"In spite of all the horrors of the past … I believe in you.”
–Nelly Sachs in her acceptance speech for the 1965 Peace Prize of the German Book Trade
O die Schornsteine / O the Chimneys
And after my skin has been thus destroyed,
then without my flesh I shall see God. – JOB
O the chimneys
On the artfully contrived habitations of death,
As Israel's flesh floated in smoke
Through the air -
A star, there, received it, a blackened, a
Chimney-sweep star -
Or, could it be, sunbeam?
O the chimneys!
Jeremiah and Job, their dust, their release -
Who contrived you, who built, stone on stone,
For fugitives, this path of smoke?
O the habitations
Of death, so lovingly made ready for
The master of the house, the guest turned host -
O you fingers,
Laying down the threshold
Like a blade to sever death from life -
O you chimneys,
O you fingers, And Israel's flesh floating in smoke though the air!
From In the Habitations of Death, 1947
I drew today’s Google Doodle that can be seen on the Google website in Sweden, Germany, the US, Israel, Bulgaria, the UK and Ireland.

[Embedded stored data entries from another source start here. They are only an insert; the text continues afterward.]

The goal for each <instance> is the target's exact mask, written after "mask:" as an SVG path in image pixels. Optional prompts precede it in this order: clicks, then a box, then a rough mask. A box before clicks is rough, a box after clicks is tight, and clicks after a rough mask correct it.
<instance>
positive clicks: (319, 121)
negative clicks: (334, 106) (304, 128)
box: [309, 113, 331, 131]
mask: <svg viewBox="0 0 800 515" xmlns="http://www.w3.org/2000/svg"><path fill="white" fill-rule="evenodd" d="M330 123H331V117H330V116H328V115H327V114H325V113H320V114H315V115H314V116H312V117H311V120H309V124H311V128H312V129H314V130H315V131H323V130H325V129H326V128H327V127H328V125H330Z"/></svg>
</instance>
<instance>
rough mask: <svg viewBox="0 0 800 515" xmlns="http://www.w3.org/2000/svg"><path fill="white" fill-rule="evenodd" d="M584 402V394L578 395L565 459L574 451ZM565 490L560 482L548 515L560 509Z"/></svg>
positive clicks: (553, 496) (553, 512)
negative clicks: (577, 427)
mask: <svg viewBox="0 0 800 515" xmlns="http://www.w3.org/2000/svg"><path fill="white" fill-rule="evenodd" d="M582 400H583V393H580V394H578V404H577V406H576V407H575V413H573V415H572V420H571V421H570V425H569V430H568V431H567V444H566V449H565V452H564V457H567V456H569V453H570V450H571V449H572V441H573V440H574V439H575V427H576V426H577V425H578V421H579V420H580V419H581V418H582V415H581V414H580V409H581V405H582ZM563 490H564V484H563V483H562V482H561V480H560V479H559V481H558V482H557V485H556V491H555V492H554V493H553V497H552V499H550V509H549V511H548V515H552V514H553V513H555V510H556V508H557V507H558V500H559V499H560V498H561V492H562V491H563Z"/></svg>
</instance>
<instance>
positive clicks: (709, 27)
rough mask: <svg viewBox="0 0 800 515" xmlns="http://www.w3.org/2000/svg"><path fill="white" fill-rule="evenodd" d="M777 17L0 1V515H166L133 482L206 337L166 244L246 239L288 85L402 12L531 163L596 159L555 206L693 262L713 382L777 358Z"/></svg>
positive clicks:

The occasion for the doodle is the 127th birthday of German-Swedish poet, playwright and Nobel laureate Nelly Sachs. She escaped with her mother in one of the last planes from Berlin, one week before she was scheduled to report to a concentration camp.
For years Nelly Sachs lived with her mother in a small apartment in Stockholm supporting herself with translations, working on her poetry in the night.
The horrors Nelly Sachs experienced during the persecution in Nazi Germany and its aftermath are an ever-present theme in her work.
On her 75th birthday on December 10th, 1966 Nelly Sachs received the Nobel prize in literature together with Samuel Joseph Agnon.